Two planets - Venus and Jupiter – put up a spectacular celestial show earlier this month, aligning next to each other. An even more interesting and rare astronomical phenomenon will take place on Friday, July 17 with the crescent moon, Venus and Jupiter conjunction set to form a triangle. It will be visible to the naked eyes.

The three brightest celestial bodies - moon, Venus and Jupiter - after the sun, will form a triangle in the night sky. They will be seen lined up so close to each other though they are millions of miles apart.

It will be the second celestial show after Venus and Jupiter conjunction that took place on July 1.

Interestingly, some have linked the celestial show to 'Star of Bethlehem', claiming that it happens only once in 2,000 years. However, such pairings are common.

"The way that the planets are arranged in the most recent conjunction is believed to be the same as that event over 2,000 years ago," Albert Lim, assistant honorary secretary of The Astronomical Society of Singapore (Tasos) told Straits Times

"You have a thin crescent moon forming a triangle with two bright planets, Venus and Jupiter, in the western sky. So although conjunctions are not rare, the event is beautiful and scenic and offers a great opportunity for photographers to explore creative angles," he added.
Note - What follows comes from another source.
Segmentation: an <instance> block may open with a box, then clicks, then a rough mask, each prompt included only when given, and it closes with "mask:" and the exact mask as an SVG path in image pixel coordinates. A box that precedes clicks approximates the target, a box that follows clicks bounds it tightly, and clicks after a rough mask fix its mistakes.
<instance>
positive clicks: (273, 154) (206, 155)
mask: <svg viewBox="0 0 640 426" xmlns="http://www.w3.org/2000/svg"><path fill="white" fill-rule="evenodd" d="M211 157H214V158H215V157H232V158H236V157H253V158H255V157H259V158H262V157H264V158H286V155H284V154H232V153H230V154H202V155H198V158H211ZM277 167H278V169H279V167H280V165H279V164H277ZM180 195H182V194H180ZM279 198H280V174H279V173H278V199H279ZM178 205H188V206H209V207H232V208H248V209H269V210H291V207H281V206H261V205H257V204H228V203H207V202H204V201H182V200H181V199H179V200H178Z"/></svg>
Alignment of two or more celestial bodies in the skies is not uncommon. Venus and Jupiter will once again appear close to each other on October 26 of this year, and they appeared close to the moon in 2012. So, claims that such celestial shows happen only once in 2,000 years is not true.
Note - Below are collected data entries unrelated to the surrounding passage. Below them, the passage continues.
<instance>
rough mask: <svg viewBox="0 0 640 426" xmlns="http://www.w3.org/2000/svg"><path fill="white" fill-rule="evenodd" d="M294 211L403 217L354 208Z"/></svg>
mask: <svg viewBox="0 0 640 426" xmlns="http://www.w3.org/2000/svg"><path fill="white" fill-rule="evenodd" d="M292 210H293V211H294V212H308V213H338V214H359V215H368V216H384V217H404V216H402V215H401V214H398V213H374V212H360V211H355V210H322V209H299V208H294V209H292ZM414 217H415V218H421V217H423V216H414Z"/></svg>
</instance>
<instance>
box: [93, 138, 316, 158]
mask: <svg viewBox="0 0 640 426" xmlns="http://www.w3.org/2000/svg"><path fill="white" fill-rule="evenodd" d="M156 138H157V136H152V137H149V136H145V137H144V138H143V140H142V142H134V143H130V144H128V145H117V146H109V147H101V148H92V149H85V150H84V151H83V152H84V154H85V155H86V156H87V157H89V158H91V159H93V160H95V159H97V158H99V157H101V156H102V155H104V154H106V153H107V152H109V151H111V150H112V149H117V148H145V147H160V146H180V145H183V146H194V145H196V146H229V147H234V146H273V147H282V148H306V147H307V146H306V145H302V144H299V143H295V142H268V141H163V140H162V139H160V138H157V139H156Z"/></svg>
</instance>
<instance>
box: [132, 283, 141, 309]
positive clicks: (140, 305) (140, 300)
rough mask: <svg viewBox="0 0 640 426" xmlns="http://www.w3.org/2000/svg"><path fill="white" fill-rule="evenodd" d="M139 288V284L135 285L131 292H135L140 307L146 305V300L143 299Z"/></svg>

How and When to Watch the Celestial Show Live with Your Naked Eyes?

The crescent moon, Venus and Jupiter will form a triangle on Friday and it can be seen with the naked eyes at night. The ideal time and the day to watch the phenomenon will vary depending on the location and time zone. They will make an appearce at 9.15pm EDT on Saturday, July 18, in the US East Coast, while it will be witnessed on July 19 at other countries.

The moon will actually occult (pass in front of) Venus on Sunday, July 19 at 1am UT/9pm EDT (Saturday night) favoring the South Pacific, though the rest of the world will see a stunningly close pass, reported Universe Today

"To observe this event, go to a location with a clear view of the west with as few horizon obstructions as possible," Dr Abel Yang, who teaches physics and astronomy at the National University of Singapore, told Straits Times. "A west-facing high-rise balcony or window may be a good idea," he suggested.